Results. Nine patients were withdrawn from the study before
randomization, and 10 failed to complete both study periods. Thus, 48 patients
completed both phases of the study. The mean (±SD) distance walked in six
minutes was 23 percent greater with active pacing (399±100 m vs. 326±134 m,
P<0.001), the quality-of-life score improved by 32 percent (P<0.001),
peak oxygen uptake increased by 8 percent (P<0.03), hospitalizations were
decreased by two thirds (P<0.05), and active pacing was preferred by 85
percent of the patients (P<0.001).
Conclusions. Although it is technically complex, atriobiventricular
pacing significantly improves exercise tolerance and quality of life in
patients with chronic heart failure and intraventricular conduction delay. (N
Engl J Med 2001;344:873-80.)
The aging of
the population has made chronic heart failure an increasingly important health
problem. (1) It
is the leading medical cause of hospitalization, and its economic cost
continues to increase. Despite important therapeutic advances with
angiotensin-converting-enzyme (ACE) inhibitors (2,3) or
angiotensin II-receptor blockers, (4)
beta-blockers, (5)
and spironolactone, (6)
the prognosis of patients with chronic heart failure remains poor. The benefit
of medical treatment is probably short-lived, (7,8)
merely delaying the inevitable progression to heart failure that is refractory
to drug treatment. As the disorder progresses, the well-being and exercise
tolerance of patients deteriorate dramatically, and the rates of
hospitalization increase. Nonpharmacologic therapies (such as heart
transplantation and the use of implantable assist devices) are considered only
in the later stages of the disease, (8,9)
but access to such therapies is restricted.
It was against this backdrop of limited
resources and the need for less expensive and simpler alternatives that
resynchronization therapy by means of multisite biventricular pacing was
proposed. (10)
The rationale for this therapy is based on the high (30 to 50 percent)
prevalence of intraventricular conduction delay among patients with heart
failure (11,12,13)
and on the resultant poor coordination of ventricular contraction and relaxation,
(14,15,16)
which in turn enhances the hemodynamic consequences of chronic left ventricular
systolic dysfunction. Short-term studies have shown that atriobiventricular
pacing (with leads in one atrium and each ventricle) significantly improves
hemodynamics by reducing ventricular asynchrony. (17,18,19,20,21,22,23)
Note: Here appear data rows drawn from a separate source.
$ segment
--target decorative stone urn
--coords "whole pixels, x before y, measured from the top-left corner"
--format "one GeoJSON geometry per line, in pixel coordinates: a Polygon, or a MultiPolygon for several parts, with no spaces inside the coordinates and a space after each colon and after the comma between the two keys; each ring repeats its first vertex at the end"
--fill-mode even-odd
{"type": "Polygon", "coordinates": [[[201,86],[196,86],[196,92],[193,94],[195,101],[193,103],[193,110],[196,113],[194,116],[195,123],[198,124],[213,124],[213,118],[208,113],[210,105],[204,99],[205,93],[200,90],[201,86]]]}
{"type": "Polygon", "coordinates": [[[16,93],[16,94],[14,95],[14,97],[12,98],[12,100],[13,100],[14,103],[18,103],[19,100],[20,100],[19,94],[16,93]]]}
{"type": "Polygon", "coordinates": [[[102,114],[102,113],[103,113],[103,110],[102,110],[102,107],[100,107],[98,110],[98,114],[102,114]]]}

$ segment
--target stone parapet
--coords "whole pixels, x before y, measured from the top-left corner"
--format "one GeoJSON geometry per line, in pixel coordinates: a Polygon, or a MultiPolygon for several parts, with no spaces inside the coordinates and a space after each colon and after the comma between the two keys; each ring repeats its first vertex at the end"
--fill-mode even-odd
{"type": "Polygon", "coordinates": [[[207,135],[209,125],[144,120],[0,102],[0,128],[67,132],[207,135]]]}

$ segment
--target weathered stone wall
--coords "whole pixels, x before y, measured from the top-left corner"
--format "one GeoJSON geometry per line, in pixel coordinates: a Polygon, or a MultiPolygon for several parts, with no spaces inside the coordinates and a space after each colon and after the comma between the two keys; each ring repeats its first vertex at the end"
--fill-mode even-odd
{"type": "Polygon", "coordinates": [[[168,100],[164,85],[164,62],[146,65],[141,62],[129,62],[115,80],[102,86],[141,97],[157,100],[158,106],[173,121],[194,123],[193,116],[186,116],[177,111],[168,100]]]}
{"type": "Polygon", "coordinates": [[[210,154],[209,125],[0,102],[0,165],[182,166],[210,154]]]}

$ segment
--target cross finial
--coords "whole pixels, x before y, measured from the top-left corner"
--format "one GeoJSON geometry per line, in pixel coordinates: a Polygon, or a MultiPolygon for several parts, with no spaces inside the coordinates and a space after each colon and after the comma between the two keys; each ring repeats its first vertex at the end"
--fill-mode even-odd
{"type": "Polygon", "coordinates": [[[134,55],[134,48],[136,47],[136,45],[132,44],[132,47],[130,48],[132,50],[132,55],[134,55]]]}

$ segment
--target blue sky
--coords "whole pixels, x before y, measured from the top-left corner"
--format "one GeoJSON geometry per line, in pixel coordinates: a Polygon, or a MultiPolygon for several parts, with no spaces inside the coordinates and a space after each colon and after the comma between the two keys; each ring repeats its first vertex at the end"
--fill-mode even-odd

Results from uncontrolled studies of permanent biventricular pacing (24,25,26)
show a sustained improvement in terms of symptoms, exercise tolerance, and
well-being. In contrast, univentricular, right-sided pacing in patients with
sinus rhythm has been found to benefit only a small subgroup of patients. (27,28,29)
The aim of this single-blind, randomized, controlled crossover study was to
assess the clinical efficacy and safety of transvenous atriobiventricular
pacing in patients with severe heart failure and major intraventricular
conduction delay but without standard indications for a pacemaker. (30)
Selection of Patients
All patients gave their written informed
consent before enrollment. All had severe heart failure due to idiopathic or
ischemic left ventricular systolic dysfunction, an ejection fraction of less
than 35 percent, and an end-diastolic diameter of more than 60 mm. All patients
were in sinus rhythm with a QRS interval of more than 150 msec and without a
standard indication for insertion of a pacemaker. (30)
Before study entry, patients had been in New York Heart Association (NYHA)
class III for at least one month while receiving the optimal treatment,
including at least diuretics and ACE inhibitors at the maximal tolerated dose.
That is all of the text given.